Полностью Церковная позиция была обозначена на проходившем в 19171918 гг. Поместном Соборе. Выбранному на Патриарший престол святителю Тихону помимо других важнейших проблем предстояло решить вопрос о приходе, который должен был стать ядром существования Церкви, его главной ячейкой, основой возрождения религиозной жизни. Выступавший по данной проблеме известный юрист профессор Н. Д. Кузнецов дал в своем докладе определение понятие прихода:
Приходом в Православной Церкви называется общество православных христиан, состоящее из клира и мирян, пребывающее на определенной местности и объединенное при храме, составляющее часть епархии, находящееся в канонических отношениях к своему епархиальному епископу, под руководством поставленного последним священника-настоятеля [4, с. 50].
Однако приход к власти большевиков внес значительные изменения в политическую и идеологическую систему России. Позиция нового правительства по отношению к Церкви была сугубо враждебной. Еще в 1905 г. В. И. Ленин в статье «Социализм и религия» отмечал: «Религиозные общества не должны быть связанны с государственной властью» [9, т.??, с. 143]. По его мнению, большевикам надо полностью порвать с тем периодом истории, когда «русские граждане были в крепостной зависимости у государственной церкви» [9, т.??, с. 144]. Ввиду этого, если власть в какой-то мере и поддерживала общины верующих, то только лишь исходя из идеи противопоставить их священнослужителям. Церковь виделась ей не единым институтом верующих, подчиненным высшим духовным структурам, а комплексом разрозненных общин граждан, удовлетворяющих свои религиозные потребности.
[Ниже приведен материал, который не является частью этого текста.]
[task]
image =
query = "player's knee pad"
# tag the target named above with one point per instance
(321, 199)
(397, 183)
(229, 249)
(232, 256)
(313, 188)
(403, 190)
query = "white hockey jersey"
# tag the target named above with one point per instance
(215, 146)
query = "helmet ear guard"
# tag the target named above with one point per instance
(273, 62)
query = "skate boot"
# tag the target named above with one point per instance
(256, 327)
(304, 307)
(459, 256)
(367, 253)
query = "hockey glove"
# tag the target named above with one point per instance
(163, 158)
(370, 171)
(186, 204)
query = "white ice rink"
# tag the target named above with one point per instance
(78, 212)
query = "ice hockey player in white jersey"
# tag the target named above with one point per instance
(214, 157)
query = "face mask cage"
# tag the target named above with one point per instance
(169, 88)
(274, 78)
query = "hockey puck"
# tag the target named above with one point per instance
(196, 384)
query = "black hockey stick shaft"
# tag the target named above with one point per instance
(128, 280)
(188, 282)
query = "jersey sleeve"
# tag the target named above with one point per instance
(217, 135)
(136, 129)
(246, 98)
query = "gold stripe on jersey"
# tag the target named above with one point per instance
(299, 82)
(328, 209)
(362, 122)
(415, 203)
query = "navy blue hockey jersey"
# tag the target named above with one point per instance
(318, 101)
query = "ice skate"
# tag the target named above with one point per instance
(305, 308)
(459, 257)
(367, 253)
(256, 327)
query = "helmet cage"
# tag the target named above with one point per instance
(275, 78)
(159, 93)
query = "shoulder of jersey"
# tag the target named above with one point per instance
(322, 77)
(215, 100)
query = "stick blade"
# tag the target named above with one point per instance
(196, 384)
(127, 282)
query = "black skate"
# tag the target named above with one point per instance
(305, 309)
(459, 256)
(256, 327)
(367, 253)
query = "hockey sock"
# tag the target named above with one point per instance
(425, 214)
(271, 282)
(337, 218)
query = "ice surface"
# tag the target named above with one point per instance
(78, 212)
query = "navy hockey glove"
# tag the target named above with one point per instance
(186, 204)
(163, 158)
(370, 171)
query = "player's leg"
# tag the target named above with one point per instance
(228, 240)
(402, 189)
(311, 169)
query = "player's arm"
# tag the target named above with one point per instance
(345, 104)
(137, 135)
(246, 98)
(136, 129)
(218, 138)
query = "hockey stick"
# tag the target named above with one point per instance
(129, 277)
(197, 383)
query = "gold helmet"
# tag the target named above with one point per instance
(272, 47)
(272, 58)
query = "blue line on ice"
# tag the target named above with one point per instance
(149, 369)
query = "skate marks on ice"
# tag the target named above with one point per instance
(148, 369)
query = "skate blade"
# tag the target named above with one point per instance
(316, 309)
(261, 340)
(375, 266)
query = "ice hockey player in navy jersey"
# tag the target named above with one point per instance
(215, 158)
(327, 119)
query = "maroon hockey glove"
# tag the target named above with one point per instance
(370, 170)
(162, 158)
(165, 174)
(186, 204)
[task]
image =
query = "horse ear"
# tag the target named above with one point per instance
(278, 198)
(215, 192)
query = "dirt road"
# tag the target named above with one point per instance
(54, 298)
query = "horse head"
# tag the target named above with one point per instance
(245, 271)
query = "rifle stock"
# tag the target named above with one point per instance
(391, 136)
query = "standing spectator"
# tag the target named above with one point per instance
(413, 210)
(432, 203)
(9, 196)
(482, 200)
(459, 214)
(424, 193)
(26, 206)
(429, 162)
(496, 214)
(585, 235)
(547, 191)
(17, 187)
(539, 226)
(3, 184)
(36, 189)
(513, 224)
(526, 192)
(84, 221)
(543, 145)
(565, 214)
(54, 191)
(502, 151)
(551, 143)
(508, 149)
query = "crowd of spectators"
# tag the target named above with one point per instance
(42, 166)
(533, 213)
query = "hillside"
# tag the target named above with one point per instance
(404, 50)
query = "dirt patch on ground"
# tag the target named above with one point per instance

Основные положения такой государственной политики отражены в изданном 23 января 1918 г. декрете об отделении церкви от государства и школы от церкви. В десятой статье этого документа подчеркивалось, что все религиозные общества подчиняются общим положениям о частных обществах и союзах и не пользуются никакими преимуществами и субсидиями от государства [5, с. 374]. В двенадцатой статье декрета говорилось: «Никакие церковные и религиозные общества... права юридического лица... не имеют» [5, с. 374]. Фактически Церковь была поставлена в бесправное политическое положение.
Поместный Собор всячески противостоял реализации данного документа. Специальная комиссия под председательством протоиерея А. П. Рождественского разработала проект документа об отношении Церкви к этому декрету, где говорилось, что «декрет об отделении Церкви от государства представляет собой злостное покушение на весь строй жизни православной Церкви и акт открытого против нее гонения», а любое участие «в попытках провести его в жизнь. навлечет на виновных кары вплоть до отлучения от Церкви» [7, с. 129-130].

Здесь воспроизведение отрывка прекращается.